İŞ BİRLİĞİ: Devletler politik, ekonomik ve kültürel farklılıkları dikkate almadan işbirliğine önem vermelidir. Ülkelerin kapasitelerine uygun olarak, afetlere karşı direnç artırılmalı ve afetlere maruz kalanların insan haklarına saygı gösterilmesi güven altına alınmalıdır. Ayrıca afetlerin sınır ötesi muhtemel etkisi azaltmak amacıyla birlikte harekete geçmeye özellikle önem verilmelidir.

ORTAK SORUMLULUK:  Ulusal ve yerel kamu otoriteleri, özel ticari sektör, tarım ve endüstri, hükümet dışı organizasyonlar, bireyler ve medya, acil durumlarda etkin katkı sağlama ve afet risklerine maruz kalma halinde olumsuz etkinin önlenmesi ve azaltılması konusunda ortak bir sorumluluğa sahiptirler. Tüm bu aktörler, gerektiğinde bağımsız olarak sürece katkı sağlayabilecekleri gibi gerektiğinde birden fazla özel veya kamu kurumları ile iş birliği yaparak afetlerin her aşamasında olumsuzlukları yok etmek veya azaltmak durumundadırlar.

SAYGI: Saygı, herhangi bir ilişki içinde olunan bir kurum, birey ve benzerine, söz konusu varlık veya oluşumun ilgi ve duygularının farkında tutum sergilemek, buna göre uygun bir davranış tarzını ,tutumu benimsemektir, Genellikle, ilişkide olunan, iletişim kurulan varlık veya oluşumun hak, değer, inanç ve her türlü özelliğini göz önünde tutmak bunlara önyargısız yaklaşmayı içerir.
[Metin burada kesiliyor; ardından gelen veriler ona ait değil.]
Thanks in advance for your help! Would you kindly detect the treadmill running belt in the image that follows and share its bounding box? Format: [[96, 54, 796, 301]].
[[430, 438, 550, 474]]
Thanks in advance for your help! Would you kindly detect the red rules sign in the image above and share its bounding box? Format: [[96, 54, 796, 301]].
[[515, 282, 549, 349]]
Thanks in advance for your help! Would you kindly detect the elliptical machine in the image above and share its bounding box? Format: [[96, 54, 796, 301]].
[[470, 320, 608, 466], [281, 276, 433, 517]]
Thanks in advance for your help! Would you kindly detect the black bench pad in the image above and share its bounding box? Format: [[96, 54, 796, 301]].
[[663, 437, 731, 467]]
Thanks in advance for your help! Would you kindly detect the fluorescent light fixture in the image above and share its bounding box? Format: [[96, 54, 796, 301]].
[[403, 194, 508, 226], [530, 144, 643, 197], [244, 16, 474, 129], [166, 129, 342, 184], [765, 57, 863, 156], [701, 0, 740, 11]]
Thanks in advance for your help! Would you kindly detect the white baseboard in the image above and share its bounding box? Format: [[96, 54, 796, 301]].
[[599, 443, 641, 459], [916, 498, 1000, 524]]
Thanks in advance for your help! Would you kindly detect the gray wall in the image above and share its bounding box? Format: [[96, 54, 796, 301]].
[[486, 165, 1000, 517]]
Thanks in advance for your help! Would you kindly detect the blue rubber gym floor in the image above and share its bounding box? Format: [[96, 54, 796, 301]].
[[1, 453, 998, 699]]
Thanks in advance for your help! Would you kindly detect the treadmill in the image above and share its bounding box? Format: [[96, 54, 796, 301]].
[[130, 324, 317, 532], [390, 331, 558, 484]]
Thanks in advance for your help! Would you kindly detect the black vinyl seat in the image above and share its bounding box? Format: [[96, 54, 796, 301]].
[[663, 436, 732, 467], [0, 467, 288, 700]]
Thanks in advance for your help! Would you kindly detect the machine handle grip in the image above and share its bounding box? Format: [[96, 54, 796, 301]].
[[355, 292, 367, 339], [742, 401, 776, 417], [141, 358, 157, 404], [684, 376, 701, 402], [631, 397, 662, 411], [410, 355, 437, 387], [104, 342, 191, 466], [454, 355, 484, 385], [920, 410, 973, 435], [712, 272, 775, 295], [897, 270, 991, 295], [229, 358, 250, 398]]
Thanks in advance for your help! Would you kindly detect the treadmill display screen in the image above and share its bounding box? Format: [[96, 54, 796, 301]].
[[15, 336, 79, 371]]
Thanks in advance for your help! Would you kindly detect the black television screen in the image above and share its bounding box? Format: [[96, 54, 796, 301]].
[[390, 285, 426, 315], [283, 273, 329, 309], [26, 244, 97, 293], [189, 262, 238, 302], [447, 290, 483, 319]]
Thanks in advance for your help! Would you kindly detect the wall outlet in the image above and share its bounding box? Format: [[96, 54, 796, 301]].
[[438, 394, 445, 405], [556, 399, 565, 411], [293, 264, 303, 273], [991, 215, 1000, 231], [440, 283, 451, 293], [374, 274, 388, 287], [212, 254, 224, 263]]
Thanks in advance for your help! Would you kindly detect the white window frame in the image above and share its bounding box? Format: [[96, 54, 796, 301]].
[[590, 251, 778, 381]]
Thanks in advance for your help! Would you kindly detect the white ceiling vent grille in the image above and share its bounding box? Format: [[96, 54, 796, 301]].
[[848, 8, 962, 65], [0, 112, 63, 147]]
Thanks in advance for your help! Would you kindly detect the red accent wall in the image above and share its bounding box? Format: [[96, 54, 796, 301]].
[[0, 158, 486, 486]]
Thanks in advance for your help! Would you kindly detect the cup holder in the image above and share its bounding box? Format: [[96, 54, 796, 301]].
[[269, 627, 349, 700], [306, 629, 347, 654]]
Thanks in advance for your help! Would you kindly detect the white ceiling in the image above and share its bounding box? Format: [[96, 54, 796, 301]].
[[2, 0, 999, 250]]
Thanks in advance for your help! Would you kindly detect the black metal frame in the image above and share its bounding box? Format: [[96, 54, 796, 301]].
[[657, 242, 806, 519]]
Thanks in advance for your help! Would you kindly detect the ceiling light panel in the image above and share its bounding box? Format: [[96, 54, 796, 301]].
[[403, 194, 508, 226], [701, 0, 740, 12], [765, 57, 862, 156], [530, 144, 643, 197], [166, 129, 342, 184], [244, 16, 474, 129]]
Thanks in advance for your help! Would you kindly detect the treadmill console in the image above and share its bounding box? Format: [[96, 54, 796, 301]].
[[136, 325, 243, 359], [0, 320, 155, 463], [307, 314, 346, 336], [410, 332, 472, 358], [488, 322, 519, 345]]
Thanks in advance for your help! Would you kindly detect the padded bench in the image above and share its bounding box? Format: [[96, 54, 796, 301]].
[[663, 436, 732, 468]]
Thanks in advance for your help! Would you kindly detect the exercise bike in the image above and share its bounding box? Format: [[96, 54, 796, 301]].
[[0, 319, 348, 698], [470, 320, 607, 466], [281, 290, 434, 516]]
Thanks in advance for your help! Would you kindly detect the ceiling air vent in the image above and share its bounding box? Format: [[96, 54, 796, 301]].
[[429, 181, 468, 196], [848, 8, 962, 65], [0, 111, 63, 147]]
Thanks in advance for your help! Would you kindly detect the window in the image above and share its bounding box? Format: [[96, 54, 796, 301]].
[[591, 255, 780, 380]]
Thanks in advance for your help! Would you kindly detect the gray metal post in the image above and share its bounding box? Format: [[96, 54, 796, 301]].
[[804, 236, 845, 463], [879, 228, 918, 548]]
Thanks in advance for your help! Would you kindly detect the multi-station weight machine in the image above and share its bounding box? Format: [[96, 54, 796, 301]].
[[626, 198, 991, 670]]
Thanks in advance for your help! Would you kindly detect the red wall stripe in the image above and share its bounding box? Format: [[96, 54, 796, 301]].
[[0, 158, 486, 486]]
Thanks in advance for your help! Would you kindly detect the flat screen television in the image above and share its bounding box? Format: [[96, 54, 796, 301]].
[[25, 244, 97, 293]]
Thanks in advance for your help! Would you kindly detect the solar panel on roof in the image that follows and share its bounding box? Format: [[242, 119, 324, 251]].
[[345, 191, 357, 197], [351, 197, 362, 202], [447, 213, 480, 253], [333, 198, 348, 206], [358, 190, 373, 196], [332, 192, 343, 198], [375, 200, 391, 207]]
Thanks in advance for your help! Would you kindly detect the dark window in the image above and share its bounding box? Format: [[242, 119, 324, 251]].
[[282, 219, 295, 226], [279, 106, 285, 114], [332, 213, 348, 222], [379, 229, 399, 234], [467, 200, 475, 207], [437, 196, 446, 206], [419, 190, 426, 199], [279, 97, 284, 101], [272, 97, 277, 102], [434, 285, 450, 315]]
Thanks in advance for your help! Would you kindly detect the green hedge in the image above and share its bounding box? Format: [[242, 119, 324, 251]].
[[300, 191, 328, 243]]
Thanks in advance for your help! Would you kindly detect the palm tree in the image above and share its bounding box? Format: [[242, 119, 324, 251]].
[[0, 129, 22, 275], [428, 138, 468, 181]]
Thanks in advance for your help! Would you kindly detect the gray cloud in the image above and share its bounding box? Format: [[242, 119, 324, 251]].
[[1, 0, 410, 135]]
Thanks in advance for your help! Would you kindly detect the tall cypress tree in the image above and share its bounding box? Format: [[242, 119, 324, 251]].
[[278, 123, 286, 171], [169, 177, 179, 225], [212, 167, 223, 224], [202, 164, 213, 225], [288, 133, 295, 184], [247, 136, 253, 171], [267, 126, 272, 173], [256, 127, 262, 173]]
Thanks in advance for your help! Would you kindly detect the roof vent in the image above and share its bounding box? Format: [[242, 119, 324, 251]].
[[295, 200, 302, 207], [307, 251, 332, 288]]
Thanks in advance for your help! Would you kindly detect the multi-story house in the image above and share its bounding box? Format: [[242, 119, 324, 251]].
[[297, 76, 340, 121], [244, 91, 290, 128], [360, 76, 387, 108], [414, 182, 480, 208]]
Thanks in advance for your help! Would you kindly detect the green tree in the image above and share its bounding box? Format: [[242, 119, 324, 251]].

Her ne kadar tersi gibi gözükse de saygı kavramı haklar kavramının varlığından önce gelir ve haklar kavramına dayanmaz.

Aslında bu tanımları çoğumuz görüyoruz, duyuyoruz, biliyoruz. Fakat bunu hayatta uygulamaya gelince çok umursamayabiliyoruz, unutuyoruz, basite indirgiyoruz. Bu tanımları bilip hayatımıza uygularsak tüm insanlar olarak daha iyi, daha mutlu bir yaşantımızın olacağına inanıyorum. İnsan kendisine nasıl davranılmasını istiyorsa başkalarına da ona göre davranmalı, empati yapmayı unutmamalıdır. Hayatta bize kalacak olan yaptığımız iyiliklerdir, ne para ne pul elimizde kalır sadece yaptığımız iyilikler. Yazımı Demokritos’ un şu sözüyle sonlandırmak istiyorum:

“Üç kimseye mutlaka saygılı olunuz: Kendi evinizdeyken, ailenize; sokaktayken, gelip geçenlere; yalnızken, kendinize.”